I am trying to understand the structure of single cell data

df<- new("Seurat", assays = list(RNA = new("Assay", counts = new("dgCMatrix", 
    i = c(1L, 4L, 1L, 2L, 1L), p = c(0L, 2L, 4L, 5L), Dim = c(5L, 
    3L), Dimnames = list(c("0610005C13Rik", "0610007C21Rik", 
    "0610007L01Rik", "0610007N19Rik", "0610007P08Rik"), c("10X_P4_0_AAACCTGAGATTACCC", 
    "10X_P4_0_AAACCTGAGTGCCAGA", "10X_P4_0_AAACCTGCAAATCCGT")), 
    x = c(3, 2, 1, 1, 3), factors = list()), data = new("dgCMatrix", 
    i = c(1L, 4L, 1L, 2L, 1L), p = c(0L, 2L, 4L, 5L), Dim = c(5L, 
    3L), Dimnames = list(c("0610005C13Rik", "0610007C21Rik", 
    "0610007L01Rik", "0610007N19Rik", "0610007P08Rik"), c("10X_P4_0_AAACCTGAGATTACCC", 
    "10X_P4_0_AAACCTGAGTGCCAGA", "10X_P4_0_AAACCTGCAAATCCGT")), 
    x = c(3, 2, 1, 1, 3), factors = list()), scale.data = structure(numeric(0), .Dim = c(0L, 
0L)), key = "rna_", assay.orig = NULL, var.features = character(0), 
    meta.features = structure(list(), .Names = character(0), row.names = c("0610005C13Rik", 
    "0610007C21Rik", "0610007L01Rik", "0610007N19Rik", "0610007P08Rik"

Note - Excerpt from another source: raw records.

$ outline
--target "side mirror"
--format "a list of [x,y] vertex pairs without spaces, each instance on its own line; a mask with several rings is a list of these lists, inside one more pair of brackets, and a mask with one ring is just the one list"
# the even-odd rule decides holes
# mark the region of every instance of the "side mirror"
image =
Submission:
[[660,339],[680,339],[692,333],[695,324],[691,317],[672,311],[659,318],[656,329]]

    ), class = "data.frame"), misc = list())), meta.data = structure(list(
    orig.ident = structure(c(1L, 1L, 1L), .Label = "10X", class = "factor"), 
    nCount_RNA = c(5, 2, 3), nFeature_RNA = c(2L, 2L, 1L), cell = c("10X_P4_0_AAACCTGAGATTACCC", 
    "10X_P4_0_AAACCTGAGTGCCAGA", "10X_P4_0_AAACCTGCAAATCCGT"), 
    channel = c("10X_P4_0", "10X_P4_0", "10X_P4_0"), mouse.id = c("3-M-8", 
    "3-M-8", "3-M-8"), tissue = c("Tongue", "Tongue", "Tongue"

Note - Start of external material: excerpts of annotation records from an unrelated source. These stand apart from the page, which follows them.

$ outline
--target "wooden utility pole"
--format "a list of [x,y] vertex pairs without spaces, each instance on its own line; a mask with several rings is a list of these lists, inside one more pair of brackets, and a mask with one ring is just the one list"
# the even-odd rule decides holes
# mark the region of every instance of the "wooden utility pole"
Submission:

    ), subtissue = c(NA_character_, NA_character_, NA_character_
    ), mouse.sex = c("M", "M", "M"), method = c("droplet", "droplet", 
    "droplet"), cell_ontology_class = c("basal cell of epidermis", 
    "keratinocyte", "keratinocyte"), cell_ontology_id = c("CL:0002187", 
    "CL:0000312", "CL:0000312"), free_annotation = c("proliferating", 
    "differentiated", "suprabasal differentiating")), row.names = c("10X_P4_0_AAACCTGAGATTACCC", 
"10X_P4_0_AAACCTGAGTGCCAGA", "10X_P4_0_AAACCTGCAAATCCGT"), class = "data.frame"), 
    active.assay = "RNA", active.ident = structure(c(`10X_P4_0_AAACCTGAGATTACCC` = 1L, 
    `10X_P4_0_AAACCTGAGTGCCAGA` = 1L, `10X_P4_0_AAACCTGCAAATCCGT` = 1L
    ), .Label = "10X", class = "factor"), graphs = list(), neighbors = list(), 
    reductions = list(), images = list(), project.name = "SeuratProject", 
    misc = list(), version = structure(list(c(4L, 0L, 4L)), class = c("package_version", 
    "numeric_version")), commands = list(), tools = list())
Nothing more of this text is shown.